As policymakers continue to negotiate over another round of fiscal aid, initial claims for unemployment insurance increased to 853,000 for the week ending Dec. 5, the U.S. Labor Department reported Thursday.
The risk around permanent scarring in the labor market is increasing.
While this likely overstates the trend because states needed to catch up on processing claims following Thanksgiving, there is simply no rational case to be made that the underlying condition in the domestic labor market is improving as the pandemic intensifies.
What is the underlying condition of the American labor market? There are officially 9.8 million unemployed people, 19 million on some form of unemployment insurance and millions who have exhausted their benefits.
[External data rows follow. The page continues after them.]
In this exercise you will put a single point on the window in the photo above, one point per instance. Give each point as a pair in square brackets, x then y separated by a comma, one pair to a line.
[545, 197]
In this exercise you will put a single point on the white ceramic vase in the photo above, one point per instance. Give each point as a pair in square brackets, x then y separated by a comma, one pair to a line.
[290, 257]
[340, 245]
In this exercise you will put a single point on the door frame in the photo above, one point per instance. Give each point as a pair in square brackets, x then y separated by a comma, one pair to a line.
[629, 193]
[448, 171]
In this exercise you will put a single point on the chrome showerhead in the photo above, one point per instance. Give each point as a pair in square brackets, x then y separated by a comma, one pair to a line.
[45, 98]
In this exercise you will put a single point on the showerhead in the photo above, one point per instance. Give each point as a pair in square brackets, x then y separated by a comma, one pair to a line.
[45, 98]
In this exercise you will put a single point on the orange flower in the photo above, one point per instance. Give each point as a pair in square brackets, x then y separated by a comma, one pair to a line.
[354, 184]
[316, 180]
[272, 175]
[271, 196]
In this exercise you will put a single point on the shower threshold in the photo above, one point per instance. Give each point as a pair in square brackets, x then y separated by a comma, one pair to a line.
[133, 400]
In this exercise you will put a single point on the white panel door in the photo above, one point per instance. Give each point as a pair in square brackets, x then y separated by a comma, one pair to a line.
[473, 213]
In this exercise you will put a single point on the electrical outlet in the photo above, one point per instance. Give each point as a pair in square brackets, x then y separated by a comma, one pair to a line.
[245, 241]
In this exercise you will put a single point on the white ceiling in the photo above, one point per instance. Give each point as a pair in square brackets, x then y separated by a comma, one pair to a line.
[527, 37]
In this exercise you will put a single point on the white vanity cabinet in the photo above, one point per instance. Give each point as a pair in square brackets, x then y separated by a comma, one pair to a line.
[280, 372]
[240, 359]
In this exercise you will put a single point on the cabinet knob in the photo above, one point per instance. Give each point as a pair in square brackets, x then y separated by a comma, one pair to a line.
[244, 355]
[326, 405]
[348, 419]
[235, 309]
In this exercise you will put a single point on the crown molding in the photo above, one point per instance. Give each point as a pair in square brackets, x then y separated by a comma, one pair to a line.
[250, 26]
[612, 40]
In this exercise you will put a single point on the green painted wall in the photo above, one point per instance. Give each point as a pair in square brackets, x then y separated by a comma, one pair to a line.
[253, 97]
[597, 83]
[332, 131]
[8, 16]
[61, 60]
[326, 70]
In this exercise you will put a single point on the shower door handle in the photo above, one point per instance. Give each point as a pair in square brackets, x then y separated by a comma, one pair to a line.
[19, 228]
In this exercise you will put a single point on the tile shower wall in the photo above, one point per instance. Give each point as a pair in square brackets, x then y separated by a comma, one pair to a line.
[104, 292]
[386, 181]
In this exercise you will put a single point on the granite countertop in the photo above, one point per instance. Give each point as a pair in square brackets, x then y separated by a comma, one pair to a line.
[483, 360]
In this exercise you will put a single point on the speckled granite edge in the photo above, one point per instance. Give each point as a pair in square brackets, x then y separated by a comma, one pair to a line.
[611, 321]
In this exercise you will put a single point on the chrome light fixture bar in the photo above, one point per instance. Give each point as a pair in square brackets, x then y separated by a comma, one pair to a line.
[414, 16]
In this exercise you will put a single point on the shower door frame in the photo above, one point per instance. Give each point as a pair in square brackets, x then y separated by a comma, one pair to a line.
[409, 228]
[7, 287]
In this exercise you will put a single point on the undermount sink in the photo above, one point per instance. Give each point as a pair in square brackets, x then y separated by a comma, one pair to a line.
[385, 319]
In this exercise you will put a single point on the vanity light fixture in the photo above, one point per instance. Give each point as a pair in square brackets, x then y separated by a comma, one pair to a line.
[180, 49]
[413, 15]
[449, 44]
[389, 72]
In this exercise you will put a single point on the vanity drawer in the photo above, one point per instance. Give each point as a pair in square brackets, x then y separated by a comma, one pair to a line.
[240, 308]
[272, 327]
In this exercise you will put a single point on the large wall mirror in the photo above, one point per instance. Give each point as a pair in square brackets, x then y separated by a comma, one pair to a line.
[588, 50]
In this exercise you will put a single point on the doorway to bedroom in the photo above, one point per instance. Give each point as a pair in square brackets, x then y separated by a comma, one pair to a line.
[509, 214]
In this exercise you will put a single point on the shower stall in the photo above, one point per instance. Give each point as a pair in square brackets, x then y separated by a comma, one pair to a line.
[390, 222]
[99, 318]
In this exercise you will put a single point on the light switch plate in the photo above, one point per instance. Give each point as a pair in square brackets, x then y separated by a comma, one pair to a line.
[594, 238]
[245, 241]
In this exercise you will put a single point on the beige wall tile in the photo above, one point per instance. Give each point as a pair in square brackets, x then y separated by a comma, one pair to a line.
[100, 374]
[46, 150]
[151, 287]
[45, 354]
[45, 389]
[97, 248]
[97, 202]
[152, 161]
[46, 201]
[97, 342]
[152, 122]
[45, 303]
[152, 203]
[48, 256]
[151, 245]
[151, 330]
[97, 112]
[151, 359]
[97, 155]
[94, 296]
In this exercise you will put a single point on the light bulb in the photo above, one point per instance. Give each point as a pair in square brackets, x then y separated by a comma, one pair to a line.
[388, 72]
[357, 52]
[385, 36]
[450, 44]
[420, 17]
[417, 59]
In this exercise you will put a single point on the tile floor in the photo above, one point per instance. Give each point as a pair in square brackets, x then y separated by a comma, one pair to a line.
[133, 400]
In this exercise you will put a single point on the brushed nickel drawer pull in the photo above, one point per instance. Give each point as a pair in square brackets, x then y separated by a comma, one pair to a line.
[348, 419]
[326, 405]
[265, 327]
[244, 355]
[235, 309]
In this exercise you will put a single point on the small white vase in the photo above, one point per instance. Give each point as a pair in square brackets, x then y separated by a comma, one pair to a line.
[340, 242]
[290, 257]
If it was not clear before, it is very clear now that this condition demands policy attention in the form of fiscal aid. While we are very bullish on the economic outlook for the second half of 2021, the space between now and then is vast and the risk around permanent scarring in the labor market is increasing.
Continuing claims increased to nearly 5.76 million, and 427,609 filed for first-time Pandemic Unemployment Assistance (non-seasonally adjusted). The insured unemployment rate declined to 3.9%, which significantly understates employment dynamics in the United States.
The advance number of actual initial claims under state programs, unadjusted, totaled 947,504 for the week ending Dec. 5, an increase of 228,982 (or 31.9%) from the previous week. The seasonal factors had pointed to an increase of 92,333 (or 12.9%) from the previous week. There were 317,866 initial claims in the comparable week in 2019.